We often try to explain other people’s behavior with the help of such arguments as life troubles and problems. But when we justify our mistakes, we use circumstances that don’t depend on us. Such mistakes sometimes make us think that we all have similar lives, and that’s why it’s easy to blame the people around us.

13. A dispute for the sake of victory

Scientists Hugo Mercier and Dan Sperber proposed a theory that claims people have learned how to argue so as to have an opportunity to influence each other. Modern society also depends on it, which is why people can’t stop disputing even if they’ve run out of arguments. In ancient times, to lose a debate meant to reduce your chance to live. That’s why we always argue until the end.

12. Comparing the incomparable

We often compare things that are totally incomparable, and that’s why a causal relationship becomes disrupted. For example, there is a belief that the bigger a dog is, the angrier it becomes. But let’s agree that a dog’s size doesn’t affect its character or behavior.
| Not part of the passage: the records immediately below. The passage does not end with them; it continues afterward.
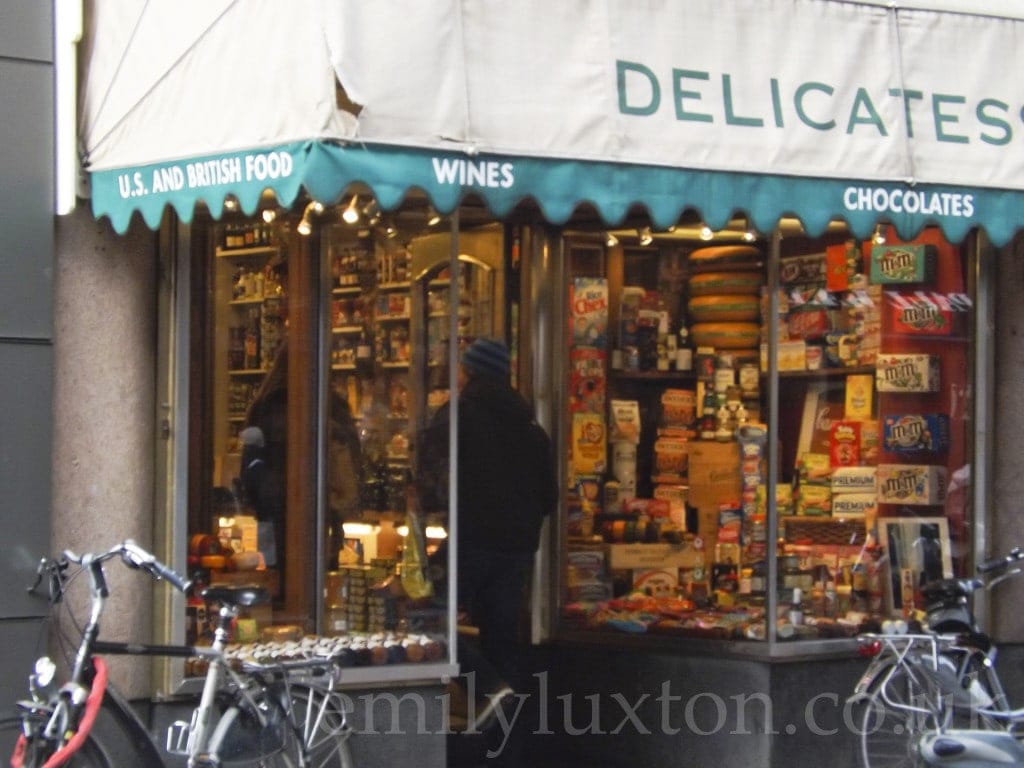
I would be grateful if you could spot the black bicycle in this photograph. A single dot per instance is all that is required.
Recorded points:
(250, 713)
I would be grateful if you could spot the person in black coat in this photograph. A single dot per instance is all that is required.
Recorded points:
(506, 487)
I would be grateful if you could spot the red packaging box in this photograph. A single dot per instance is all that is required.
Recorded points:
(844, 443)
(921, 314)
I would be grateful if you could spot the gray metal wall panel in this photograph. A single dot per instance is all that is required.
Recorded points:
(27, 200)
(27, 30)
(26, 434)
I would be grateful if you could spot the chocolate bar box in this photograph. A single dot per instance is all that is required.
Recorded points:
(907, 373)
(915, 433)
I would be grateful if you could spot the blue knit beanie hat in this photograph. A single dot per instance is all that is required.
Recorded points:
(486, 357)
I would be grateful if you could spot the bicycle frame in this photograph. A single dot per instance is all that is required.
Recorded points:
(245, 715)
(945, 685)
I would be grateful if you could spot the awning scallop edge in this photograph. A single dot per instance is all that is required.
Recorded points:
(325, 170)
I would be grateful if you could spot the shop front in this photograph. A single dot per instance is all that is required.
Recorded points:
(744, 278)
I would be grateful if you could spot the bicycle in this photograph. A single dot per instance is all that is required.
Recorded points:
(249, 714)
(933, 696)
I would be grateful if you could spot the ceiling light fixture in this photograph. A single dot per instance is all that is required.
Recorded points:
(351, 213)
(305, 225)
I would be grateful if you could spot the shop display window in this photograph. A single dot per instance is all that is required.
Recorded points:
(323, 359)
(691, 354)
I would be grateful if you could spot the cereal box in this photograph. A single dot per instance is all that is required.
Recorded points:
(911, 483)
(590, 312)
(902, 264)
(907, 373)
(588, 380)
(913, 433)
(588, 443)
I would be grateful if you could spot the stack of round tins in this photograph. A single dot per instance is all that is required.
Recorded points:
(724, 289)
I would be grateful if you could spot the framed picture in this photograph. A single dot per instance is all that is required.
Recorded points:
(918, 551)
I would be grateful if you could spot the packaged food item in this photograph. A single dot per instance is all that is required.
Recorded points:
(590, 312)
(907, 373)
(588, 443)
(814, 468)
(808, 268)
(911, 483)
(588, 380)
(675, 495)
(844, 443)
(679, 408)
(902, 264)
(625, 422)
(915, 433)
(921, 314)
(814, 501)
(853, 479)
(670, 459)
(792, 355)
(859, 396)
(854, 505)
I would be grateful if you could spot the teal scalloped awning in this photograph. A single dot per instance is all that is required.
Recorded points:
(325, 170)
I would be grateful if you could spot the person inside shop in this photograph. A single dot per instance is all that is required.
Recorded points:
(506, 486)
(264, 469)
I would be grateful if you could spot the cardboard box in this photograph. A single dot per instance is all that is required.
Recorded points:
(853, 480)
(922, 314)
(655, 582)
(854, 505)
(792, 355)
(715, 479)
(915, 433)
(907, 373)
(650, 556)
(902, 264)
(911, 483)
(590, 312)
(859, 396)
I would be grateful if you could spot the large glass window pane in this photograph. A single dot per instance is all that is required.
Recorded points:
(676, 363)
(311, 384)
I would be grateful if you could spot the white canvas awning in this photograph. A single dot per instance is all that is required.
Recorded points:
(818, 109)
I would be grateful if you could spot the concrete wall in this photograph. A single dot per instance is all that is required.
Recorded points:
(26, 327)
(1008, 509)
(104, 346)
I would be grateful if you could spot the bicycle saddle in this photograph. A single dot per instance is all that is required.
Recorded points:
(949, 590)
(245, 596)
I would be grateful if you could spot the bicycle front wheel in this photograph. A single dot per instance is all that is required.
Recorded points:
(901, 704)
(89, 755)
(322, 726)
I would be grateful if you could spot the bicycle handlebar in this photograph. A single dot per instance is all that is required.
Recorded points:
(134, 557)
(1001, 563)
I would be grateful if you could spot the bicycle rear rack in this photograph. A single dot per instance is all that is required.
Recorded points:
(177, 737)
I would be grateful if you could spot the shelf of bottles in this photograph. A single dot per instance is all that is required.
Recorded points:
(371, 353)
(248, 255)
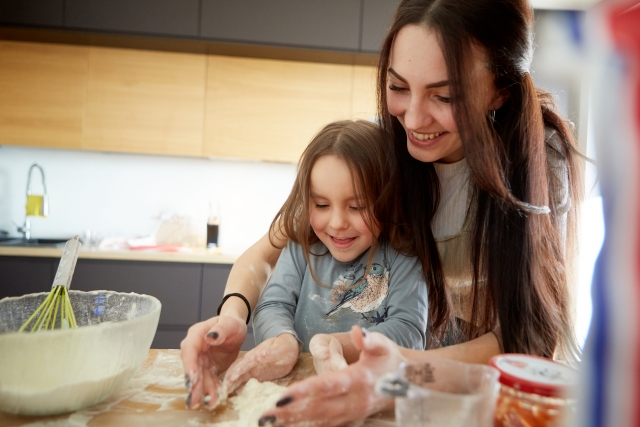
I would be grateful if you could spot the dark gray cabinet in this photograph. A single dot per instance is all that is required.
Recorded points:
(326, 24)
(26, 275)
(377, 16)
(176, 285)
(189, 292)
(47, 13)
(158, 17)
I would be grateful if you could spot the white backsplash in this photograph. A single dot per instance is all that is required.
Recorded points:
(114, 194)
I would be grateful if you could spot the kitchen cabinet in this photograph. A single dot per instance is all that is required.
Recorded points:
(364, 92)
(43, 89)
(377, 17)
(153, 17)
(26, 275)
(153, 102)
(270, 109)
(145, 101)
(189, 292)
(326, 24)
(49, 13)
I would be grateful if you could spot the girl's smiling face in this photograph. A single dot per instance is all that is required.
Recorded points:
(418, 94)
(335, 212)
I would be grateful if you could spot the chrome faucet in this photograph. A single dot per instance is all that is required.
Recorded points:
(36, 205)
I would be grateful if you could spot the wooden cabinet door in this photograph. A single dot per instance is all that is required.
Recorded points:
(42, 94)
(142, 101)
(270, 109)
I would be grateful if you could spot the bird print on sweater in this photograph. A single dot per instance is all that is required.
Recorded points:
(367, 295)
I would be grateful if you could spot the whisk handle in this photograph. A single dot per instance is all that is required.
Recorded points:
(67, 263)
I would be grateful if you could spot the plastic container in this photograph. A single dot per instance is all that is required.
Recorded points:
(535, 391)
(442, 393)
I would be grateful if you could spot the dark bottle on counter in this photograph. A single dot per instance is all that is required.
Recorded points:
(213, 226)
(212, 235)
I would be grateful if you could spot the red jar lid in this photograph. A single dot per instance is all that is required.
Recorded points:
(533, 374)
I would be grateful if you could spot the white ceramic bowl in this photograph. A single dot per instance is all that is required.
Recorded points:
(63, 370)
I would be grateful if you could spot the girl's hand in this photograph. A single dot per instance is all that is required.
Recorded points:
(327, 353)
(209, 348)
(340, 397)
(271, 359)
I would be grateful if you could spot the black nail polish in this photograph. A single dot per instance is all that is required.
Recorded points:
(284, 401)
(269, 419)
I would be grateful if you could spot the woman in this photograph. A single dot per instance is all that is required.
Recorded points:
(489, 181)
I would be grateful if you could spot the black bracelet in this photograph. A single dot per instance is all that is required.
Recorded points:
(226, 297)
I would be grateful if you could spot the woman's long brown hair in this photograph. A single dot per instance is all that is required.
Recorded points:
(521, 256)
(368, 152)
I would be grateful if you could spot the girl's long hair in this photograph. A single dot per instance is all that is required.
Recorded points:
(521, 256)
(368, 152)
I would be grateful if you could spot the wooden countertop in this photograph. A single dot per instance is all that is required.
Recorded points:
(193, 255)
(155, 396)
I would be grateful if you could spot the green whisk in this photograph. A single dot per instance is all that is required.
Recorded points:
(56, 311)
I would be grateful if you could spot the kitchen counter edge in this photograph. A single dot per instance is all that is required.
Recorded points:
(205, 256)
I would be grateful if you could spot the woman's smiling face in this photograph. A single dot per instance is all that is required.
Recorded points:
(418, 94)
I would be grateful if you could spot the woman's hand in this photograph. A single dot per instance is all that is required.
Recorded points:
(327, 353)
(340, 397)
(271, 359)
(209, 348)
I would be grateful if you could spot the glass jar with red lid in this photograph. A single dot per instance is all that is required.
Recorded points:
(535, 391)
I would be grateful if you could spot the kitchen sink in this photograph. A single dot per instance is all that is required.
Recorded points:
(19, 241)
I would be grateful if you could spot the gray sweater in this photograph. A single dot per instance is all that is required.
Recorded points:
(392, 300)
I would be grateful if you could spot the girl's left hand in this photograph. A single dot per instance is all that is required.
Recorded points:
(339, 397)
(271, 359)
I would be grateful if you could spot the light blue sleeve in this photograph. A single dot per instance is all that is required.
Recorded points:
(274, 315)
(407, 305)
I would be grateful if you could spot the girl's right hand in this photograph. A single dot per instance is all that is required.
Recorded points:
(339, 397)
(327, 353)
(209, 349)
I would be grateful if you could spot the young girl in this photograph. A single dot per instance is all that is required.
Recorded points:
(337, 270)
11. Trusting only “your” people

Since ancient times, we wittingly or unwittingly divide people into groups. We trust the people who are in “our” group more: friends and colleagues, for example. And we trust the people who are outside of this group less, treating them with caution and suspicion. This phenomenon is called “in-group favoritism”: people overstate “their” group’s value and its members’ abilities and underestimate those they don’t know well.